With financial support by a slowly improving national economy continuing to grow slightly over previous years, Russia in 2006 showed increased activity in space operations from 2005, launching 12 different carrier rockets (2005: seven). Out of 66 launch attempts worldwide in 2006, 25 space launches were attempted by Russia, again placing it in the lead of spacefaring countries including the US. Its total of 25 attempts, of which 23 were successful launches, was one less than its previous year's 26 attempts (23 successful, same as in 2004): Three new Soyuz-2, six Soyuz-U, two Soyuz-FG (both crewed), two Proton-K, four Proton-M (one failed), five Zenit-3SL (sea launch, counted above under U.S. Activities), one Tsiklon-2, one Molniya-M, one Kosmos-3M, one Shtil (submarine launch of a Kompas-2 science satellite), two Dnepr (one failed, with 18 nanosats), one Rockot (with Kompsat-2 from South Korea), and one Start-1. The upgraded Soyuz-FG rocket's new fuel injection system provides a five percent increase in thrust over the Soyuz-U, enhancing its lift capability by 200 kg and enabling it to carry the new Soyuz-TMA spacecraft, which is heavier than the Soyuz-TM ship used in earlier years to ferry crews to the ISS. Soyuz-TMA was flown for the first time on October 30, 2002, as ISS mission 5S. It was followed in 2003 by Soyuz TMA-2 (6S) and TMA-3 (7S), in 2004 by TMA-4 (8S) and TMA-5 (9S), in 2005 by TMA-6 (10S) and TMA-7 (11S), and in 2006 by TMA-8 (12S) and TMA-9 (13S) (see International Space Station, above).

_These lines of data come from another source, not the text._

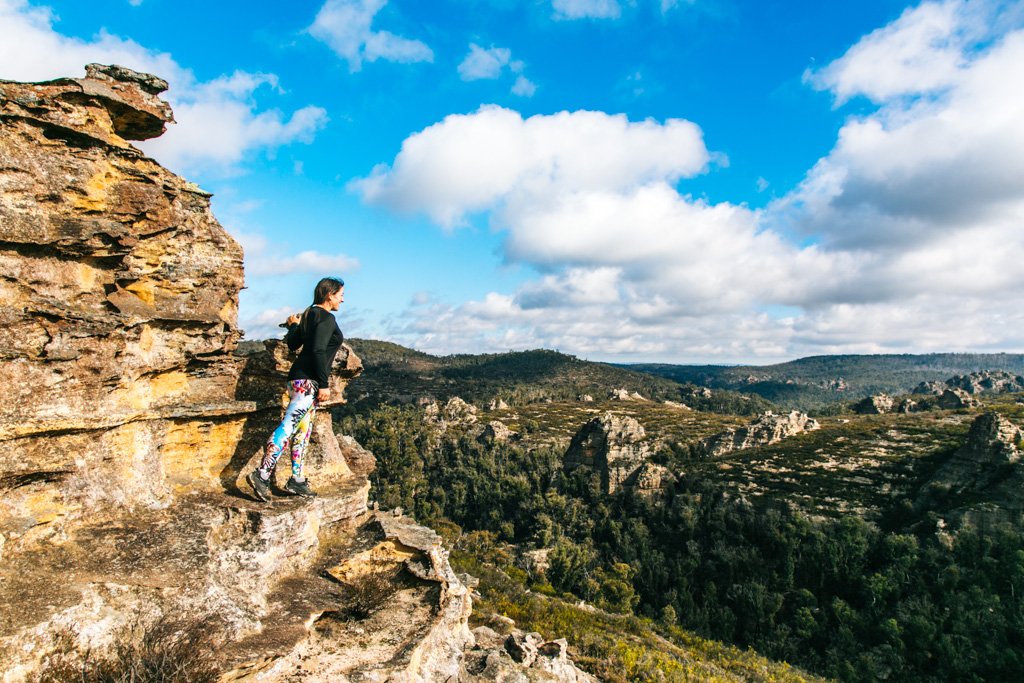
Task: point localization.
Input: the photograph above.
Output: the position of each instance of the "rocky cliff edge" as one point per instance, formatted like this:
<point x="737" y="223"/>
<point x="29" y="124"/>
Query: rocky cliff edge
<point x="132" y="416"/>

Russian cosmonauts continue to hold the worldwide lead in spaceflight endurance, headed by Sergei Krikalev with 803 days on six Mir/Shuttle/ISS missions. In second place is Sergei Avdeyev with 748 days (three Mir missions), followed by physician Valery Polyakov with 679 days (two Mir missions), Anatoly Solovyev (652d on five Mir missions) and Alexander Kaleri (611d on 4 Mir/ISS missions). The US astronaut with the longest space duration, holding the U.S. record, is Michael Foale (374d on six Mir/ISS missions).
The Russian space program's major push to enter into the world's commercial arena by promoting its space products on the external market, driven by the need to survive in an era of severe reductions of public financing, continued in 2006. First launched in July 1965, the Proton heavy lifter, originally intended as a ballistic missile (UR500), by end-2006 had flown 244 times since 1980, with 15 failures (reliability: 0.938). Its launch rate in recent years has been as high as 13 per year. Of the six Protons launched in 2006 (2005: 7; 2004: 8), five were for commercial customers: Arabsat 4A, failed), Kazakhstan's first spacecraft KazSat 1, Eutelsat's Hot Bird 8, Badr 4 (Arabsat 4B), and Malaysia's Measat 3, the sixth for the State/military (three GLONASS-M navsats, the Russian equivalent of GPS). From 1985-2006, 192 Proton and 422 Soyuz rockets were launched, with 11 failures of the Proton and ten of the Soyuz, giving a combined reliability index of 0.966. Until a launch failure on October 15, 2002, the Soyuz rocket had flown 74 consecutive successful missions, including 12 with human crews on board; meanwhile, another 34 successful flights were added, including eight carrying 23 humans. Additionally, the new Soyuz-2 rocket had three successful launches in 2006 (of three attempts).
On September 19, Russia lost one of its most accomplished space pioneers, legendary Vladimir Sergeevich Syromyatnikov, Russia's top expert for spacecraft docking systems, at age 74 of leukemia. Academician Syromyatnikov developed the docking mechanism that linked the U.S. space shuttle to the Russian Mir orbital facility and later to the ISS. He was a key player in the development of the system that linked the Apollo and Soyuz vehicles in the 1975 ASTP (Apollo/Soyuz Test Project) and later the APAS (androgynous peripheral aggregate of docking) used on Mir, ISS and the U.S. and Russian shuttles.